Master theses

Optimization of Daisy-Chained SPARQL Queries

Keywords: Linked Data, Querying, RDF, SPARQL, Webdevelopment, decentralization

Promotors: Ruben Verborgh, Ruben Taelman

Students: max 1

Problem

SPARQL is the de facto standard for querying RDF data, with SELECT and CONSTRUCT queries being commonly used. While SELECT queries return a table of variable bindings, CONSTRUCT queries generate new RDF data, effectively acting as views over the original dataset.

When multiple CONSTRUCT queries are chained together, they create intermediate datasets that can introduce inefficiencies. A naïve execution of such chains (A -- construct 1 -> B -- construct 2 -> C) leads to redundant computations and unnecessary data materialization, reducing performance. Despite the importance of optimizing non-materialized views in SPARQL, there is currently no systematic approach to algebraically optimizing these query chains into a single, more efficient construct query.

This inefficiency also impacts RDF-based data interfaces, where read interfaces can be described as views over enriched datasets derived from multiple write interfaces. Without optimization, the description and execution of these interfaces remain suboptimal.

Goal

This thesis will focus on designing algebraic optimizations for SPARQL CONSTRUCT queries to transform a daisy chain of queries into a single optimized query.

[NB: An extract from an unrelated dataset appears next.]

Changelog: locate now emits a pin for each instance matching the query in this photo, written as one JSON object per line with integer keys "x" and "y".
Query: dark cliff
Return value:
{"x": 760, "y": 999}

Concretely, the student will:

  1. Develop algebraic transformations that optimize sequences of CONSTRUCT queries.
  2. Implement these optimizations within the TypeScript-based Comunica SPARQL query execution framework.
  3. Evaluate the performance improvements of optimized queries compared to naive execution.

By enabling more efficient query execution and improving non-materialized view optimization, this research will contribute to the performance and scalability of SPARQL-based systems.